The volume is largely chronological, and yet the individual chapters tend to become brief essays on particular themes or events. Chapter 3, for instance, nicely evokes African-American storytelling and spiritual singing, showing how these aspects of black language began early on to work their way into Clemens's imaginative enterprise. Chapter 7 provides a lengthy listing of the many gruesome experiences of violence, death, drowning, murder, mayhem, and corpses to which Sammy Clemens was privy in his youth. Chapter 9 covers the emergence of southwest humor and the meaning of "rough-and-tumble"--barbarous joking that featured, among other things, an unusual interest in gouging out a person's eyeballs.
Chapter 12 gives nice coverage of the neglected topic of Clemens's earliest sketches and other writing--many of which he snuck into the paper when his older brother Orion left the Journal in his care. Chapter 15 is a brief meditation on Twain's romanticized view of the river itself--with interesting deliberation on why he never seemed to critique this myth, despite the fact that he did virtually every other myth of the nineteenth century. Chapter 16 is a brilliant reading of the death of his favorite brother Henry, contextualized in a rendition of the culture of riverboats in which the fatal explosion of the Pennsylvania occurred on 13 June 1858. With this traumatic event, writes Powers, the childhood of Sammy Clemens came to a stirring close. And for all practical purposes, so does the book--after a final chapter rehashing Twain's last visit to his hometown in 1902.
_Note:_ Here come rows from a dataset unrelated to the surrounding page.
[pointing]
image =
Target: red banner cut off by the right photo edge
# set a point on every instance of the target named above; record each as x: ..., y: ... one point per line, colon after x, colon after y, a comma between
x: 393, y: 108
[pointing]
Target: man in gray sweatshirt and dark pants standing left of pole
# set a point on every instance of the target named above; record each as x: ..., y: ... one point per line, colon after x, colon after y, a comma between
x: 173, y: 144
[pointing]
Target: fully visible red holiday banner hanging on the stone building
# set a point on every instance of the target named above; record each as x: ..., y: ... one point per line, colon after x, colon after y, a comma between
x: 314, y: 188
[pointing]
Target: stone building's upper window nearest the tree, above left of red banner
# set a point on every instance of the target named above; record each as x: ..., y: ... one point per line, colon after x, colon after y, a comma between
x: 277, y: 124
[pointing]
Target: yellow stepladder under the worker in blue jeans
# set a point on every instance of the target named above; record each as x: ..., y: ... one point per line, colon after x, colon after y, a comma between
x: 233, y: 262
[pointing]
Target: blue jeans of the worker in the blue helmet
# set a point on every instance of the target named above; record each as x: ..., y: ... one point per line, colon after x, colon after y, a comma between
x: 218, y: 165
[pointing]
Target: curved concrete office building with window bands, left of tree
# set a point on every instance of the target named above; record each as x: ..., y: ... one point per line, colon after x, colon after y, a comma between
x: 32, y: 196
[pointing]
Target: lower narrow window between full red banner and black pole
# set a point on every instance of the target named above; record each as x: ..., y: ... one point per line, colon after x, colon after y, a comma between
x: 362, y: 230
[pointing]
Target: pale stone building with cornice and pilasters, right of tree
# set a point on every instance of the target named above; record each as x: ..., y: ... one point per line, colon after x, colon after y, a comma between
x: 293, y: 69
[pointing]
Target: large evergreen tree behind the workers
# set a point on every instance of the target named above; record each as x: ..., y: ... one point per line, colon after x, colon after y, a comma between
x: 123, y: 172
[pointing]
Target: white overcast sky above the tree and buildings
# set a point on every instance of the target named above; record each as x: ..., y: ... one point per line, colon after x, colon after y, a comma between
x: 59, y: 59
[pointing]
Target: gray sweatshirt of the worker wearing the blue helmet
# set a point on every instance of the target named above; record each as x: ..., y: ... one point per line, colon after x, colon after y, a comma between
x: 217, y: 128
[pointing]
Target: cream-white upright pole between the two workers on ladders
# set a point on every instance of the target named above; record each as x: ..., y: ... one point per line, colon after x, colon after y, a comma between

Interwoven throughout the story are tidbits of historical concern that help to explain important aspects of the ethos of the young Clemens: information about the Postal Act of 1792, for example--a statute that allowed all publishers to receive competitors' papers with no cost of postage--a single law that Powers uses to explain much about Clemens's earliest readings. We learn about the outlaw John Murrell; about the Nullification Crisis of 1833; about the connection between Southwest humor and Whiggery; and about the fascination and danger of riverboat racing. In short, this is a provocative and highly informative work covering the foundational period of Twain's career, a period that has heretofore received scant attention.
The story by Powers is an easy read, highly enjoyable, yet also deeply informed. I should like to say that there are some weaknesses. For example, I am always a bit surprised to see how little coverage issues of religion and churchgoing are given in works about Twain. Surely more than the 2-3 pages' mention of these matters could have been offered. Additionally, some readers may be put off by the scant scholarly apparatus: Powers does footnote, but never gives page numbers, only book titles. This would make it challenging to locate the more esoteric quotations. These are, at most, minor quibbles. More importantly, I highly recommend this volume: it is a wonderful read, and it sheds much light on this fascinating period of the great author's life.
About the reviewer: Harold K. Bush, Jr., author of American Declarations: Rebellion and Repentance in American Cultural History (Urbana: University of Illinois Press, 1999), is assistant professor of English at Saint Louis University. His essays on Mark Twain have appeared in a variety of publications, including American Literary Realism and American Quarterly, and are forthcoming in The New England Quarterly and The Oxford Historical Guide to Mark Twain, edited by Shelley Fisher Fishkin.